IEEE Paper Implementation on Kaggle with Python
Episode 3 Asthma & Pneumonia Wheeze Classification Using Machine Learning Python Code
Python implementation of the IEEE paper “Spectral Analysis of Lung Sounds for Classification of Asthma and Pneumonia Wheezing”.
Includes Kaggle dataset experiments, signal processing, and ML classification with code available on GitHub. Perfect for biomedical signal processing, machine learning, and healthcare AI projects.
In this video, I break down the IEEE research paper:
“Spectral Analysis of Lung Sounds for Classification of Asthma and Pneumonia Wheezing”
📍 Published at the IEEE International Conference on Electrical, Communication, and Computer Engineering (ICECCE), Istanbul, Turkey
🔗 IEEE Paper: https://ieeexplore.ieee.org/document/...
🔗 IEEE Paper Explained: • Asthma & Pneumonia Detection from Lung Sou...
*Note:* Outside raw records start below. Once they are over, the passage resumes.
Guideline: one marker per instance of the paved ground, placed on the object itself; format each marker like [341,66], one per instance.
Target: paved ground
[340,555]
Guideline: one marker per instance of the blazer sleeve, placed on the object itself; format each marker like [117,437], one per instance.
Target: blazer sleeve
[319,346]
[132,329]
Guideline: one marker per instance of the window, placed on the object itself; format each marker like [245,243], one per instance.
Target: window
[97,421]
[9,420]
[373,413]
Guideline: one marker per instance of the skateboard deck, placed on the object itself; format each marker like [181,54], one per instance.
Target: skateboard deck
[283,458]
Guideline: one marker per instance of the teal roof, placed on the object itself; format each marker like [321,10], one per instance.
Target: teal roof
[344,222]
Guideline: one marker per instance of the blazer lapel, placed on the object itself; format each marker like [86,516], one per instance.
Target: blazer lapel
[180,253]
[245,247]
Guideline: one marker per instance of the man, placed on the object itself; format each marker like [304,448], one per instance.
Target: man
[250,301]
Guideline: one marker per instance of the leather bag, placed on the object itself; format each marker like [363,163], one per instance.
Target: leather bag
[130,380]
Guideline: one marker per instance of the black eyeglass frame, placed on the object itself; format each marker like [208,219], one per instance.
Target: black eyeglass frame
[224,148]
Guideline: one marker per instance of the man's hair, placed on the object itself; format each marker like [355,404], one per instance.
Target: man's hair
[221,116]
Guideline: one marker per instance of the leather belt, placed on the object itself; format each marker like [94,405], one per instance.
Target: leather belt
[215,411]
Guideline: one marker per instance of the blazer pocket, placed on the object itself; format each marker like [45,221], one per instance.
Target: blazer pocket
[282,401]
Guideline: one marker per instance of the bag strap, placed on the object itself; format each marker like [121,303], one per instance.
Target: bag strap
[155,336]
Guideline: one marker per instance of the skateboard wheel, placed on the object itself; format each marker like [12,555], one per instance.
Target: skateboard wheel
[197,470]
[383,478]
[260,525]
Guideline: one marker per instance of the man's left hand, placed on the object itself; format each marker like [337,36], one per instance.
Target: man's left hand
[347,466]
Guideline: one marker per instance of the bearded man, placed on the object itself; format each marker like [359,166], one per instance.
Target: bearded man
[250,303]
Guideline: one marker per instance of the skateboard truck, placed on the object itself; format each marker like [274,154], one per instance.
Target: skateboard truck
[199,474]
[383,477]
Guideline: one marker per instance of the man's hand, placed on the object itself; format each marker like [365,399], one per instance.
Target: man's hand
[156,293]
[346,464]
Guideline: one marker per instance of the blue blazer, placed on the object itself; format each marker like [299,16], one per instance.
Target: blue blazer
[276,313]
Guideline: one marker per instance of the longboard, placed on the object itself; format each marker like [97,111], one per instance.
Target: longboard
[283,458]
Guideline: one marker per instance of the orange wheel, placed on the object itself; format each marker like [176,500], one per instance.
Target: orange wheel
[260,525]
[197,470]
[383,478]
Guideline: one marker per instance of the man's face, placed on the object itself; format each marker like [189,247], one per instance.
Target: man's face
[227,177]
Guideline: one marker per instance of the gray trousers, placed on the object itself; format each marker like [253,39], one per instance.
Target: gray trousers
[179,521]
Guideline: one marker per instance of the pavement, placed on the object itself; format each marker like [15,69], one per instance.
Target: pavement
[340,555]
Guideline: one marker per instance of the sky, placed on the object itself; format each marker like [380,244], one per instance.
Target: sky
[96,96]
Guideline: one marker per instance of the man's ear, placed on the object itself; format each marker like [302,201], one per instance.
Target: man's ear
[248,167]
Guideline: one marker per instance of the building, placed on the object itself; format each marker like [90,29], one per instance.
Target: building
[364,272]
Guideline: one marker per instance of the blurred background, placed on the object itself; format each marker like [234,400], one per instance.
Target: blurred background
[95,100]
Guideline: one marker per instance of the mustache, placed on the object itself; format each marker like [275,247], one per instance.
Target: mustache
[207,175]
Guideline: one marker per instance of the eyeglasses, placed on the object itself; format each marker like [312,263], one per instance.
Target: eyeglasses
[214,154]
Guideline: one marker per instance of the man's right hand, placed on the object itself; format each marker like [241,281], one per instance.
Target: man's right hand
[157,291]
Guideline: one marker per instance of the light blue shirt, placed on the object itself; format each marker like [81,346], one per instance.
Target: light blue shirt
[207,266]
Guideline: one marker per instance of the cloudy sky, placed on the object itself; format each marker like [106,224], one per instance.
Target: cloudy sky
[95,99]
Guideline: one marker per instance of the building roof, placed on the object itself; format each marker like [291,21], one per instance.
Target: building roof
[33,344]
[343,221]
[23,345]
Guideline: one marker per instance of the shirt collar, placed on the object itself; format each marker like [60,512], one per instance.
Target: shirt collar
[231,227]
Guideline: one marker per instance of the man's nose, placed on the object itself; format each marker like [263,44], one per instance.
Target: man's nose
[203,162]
Conference Location: Istanbul, Turkey
💻 Code Implementations:
Github : https://github.com/mishaurooj/spectra...
Kaggle:
1. https://www.kaggle.com/code/mishauroo...
2. https://www.kaggle.com/code/crdkhan/2...
3. https://www.kaggle.com/code/crdkhan/3...
Python Code implementation Video:
1. • Episode 1: Asthma & Pneumonia Wheeze Class...
2. • Episode 2: Asthma & Pneumonia Wheeze Class...
3. • Episode 3 Asthma & Pneumonia Wheeze Classi...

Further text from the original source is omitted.